A long-planned project to clean and bulk up the shoreline at the eastern portion of the J Street Marina in Seaside Park has been underway since last week and is beginning to take shape.
Last summer, the borough contracted with T.R. Weniger, an excavating firm based in Piscataway, Middlesex County, to clear the site along the bayfront and implement a plan developed by the borough engineer to create a permanent shoreline consisting of a mix of natural features and engineered rip-rap that will stabilize the area.
The area had deteriorated over the years and had pieces of broken concrete strewn about the bayshore, creating a tripping hazard and generally making the area inaccessible. It was also considered to be unsightly by many residents, and was slowly eroding away, closer to the marina slips.
“In the years past, they threw part of the old Berkeley pool in there and other things to stop the erosion,” then-Councilwoman Karen Kroon told Shorebeat. (Kroon has since been appointed the borough administrator.)
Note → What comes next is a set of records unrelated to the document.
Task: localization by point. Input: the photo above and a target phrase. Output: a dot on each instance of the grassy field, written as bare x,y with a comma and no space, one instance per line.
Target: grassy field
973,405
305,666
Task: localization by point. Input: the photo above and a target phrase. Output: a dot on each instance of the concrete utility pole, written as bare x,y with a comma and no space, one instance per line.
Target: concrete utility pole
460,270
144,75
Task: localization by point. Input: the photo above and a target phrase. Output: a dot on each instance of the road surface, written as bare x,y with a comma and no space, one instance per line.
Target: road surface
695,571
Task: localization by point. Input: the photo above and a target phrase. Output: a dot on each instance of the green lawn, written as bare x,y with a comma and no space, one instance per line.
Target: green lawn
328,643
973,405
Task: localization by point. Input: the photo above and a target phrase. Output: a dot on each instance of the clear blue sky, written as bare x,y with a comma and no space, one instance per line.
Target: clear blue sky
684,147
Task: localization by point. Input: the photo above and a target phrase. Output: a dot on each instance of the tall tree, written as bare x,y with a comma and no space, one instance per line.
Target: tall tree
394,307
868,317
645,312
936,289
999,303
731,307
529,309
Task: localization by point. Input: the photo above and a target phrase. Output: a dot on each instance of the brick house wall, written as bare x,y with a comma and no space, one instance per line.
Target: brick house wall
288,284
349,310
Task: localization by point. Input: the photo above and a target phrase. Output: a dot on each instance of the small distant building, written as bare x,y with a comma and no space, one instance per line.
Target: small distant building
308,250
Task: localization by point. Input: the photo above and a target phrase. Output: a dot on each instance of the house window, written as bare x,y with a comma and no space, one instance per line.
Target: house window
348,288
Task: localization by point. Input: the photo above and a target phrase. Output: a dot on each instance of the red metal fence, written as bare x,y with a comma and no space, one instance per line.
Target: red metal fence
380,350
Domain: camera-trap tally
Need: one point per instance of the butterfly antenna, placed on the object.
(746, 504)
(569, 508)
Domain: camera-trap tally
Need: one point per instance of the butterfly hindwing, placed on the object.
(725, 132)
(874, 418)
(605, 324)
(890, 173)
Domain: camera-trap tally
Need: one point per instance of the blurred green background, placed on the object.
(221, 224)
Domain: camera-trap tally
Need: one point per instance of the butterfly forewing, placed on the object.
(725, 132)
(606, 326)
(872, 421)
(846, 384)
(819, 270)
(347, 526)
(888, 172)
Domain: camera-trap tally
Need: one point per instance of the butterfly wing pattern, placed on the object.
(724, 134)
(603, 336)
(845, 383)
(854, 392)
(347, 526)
The $227,250 contract calls for Weniger to implement a plan created by Remington and Vernick, the borough’s engineer of record. Mayor John Peterson said the plan consists largely of elements of a “living shoreline,” which uses plants and natural materials to stabilize the shoreline, combined with hardened features such as rip-rap, bulkheading and professionally-engineered features that will protect the integrity of the marina site. It will also remove some of the more hazardous aspects of the site as it currently exists, such as mounds of broken concrete and other debris.
The council was motivated to award the contract over the summer after bids came back about $100,000 under engineers’ estimates. The project was originally slated to begin during the fall, but equipment and initial clearing of the site started over the last two weeks.
It is expected that the small living shoreline along the marina will eventually “connect” with the living shoreline being planned for the adjacent area, though that project remains mired in permitting red tape.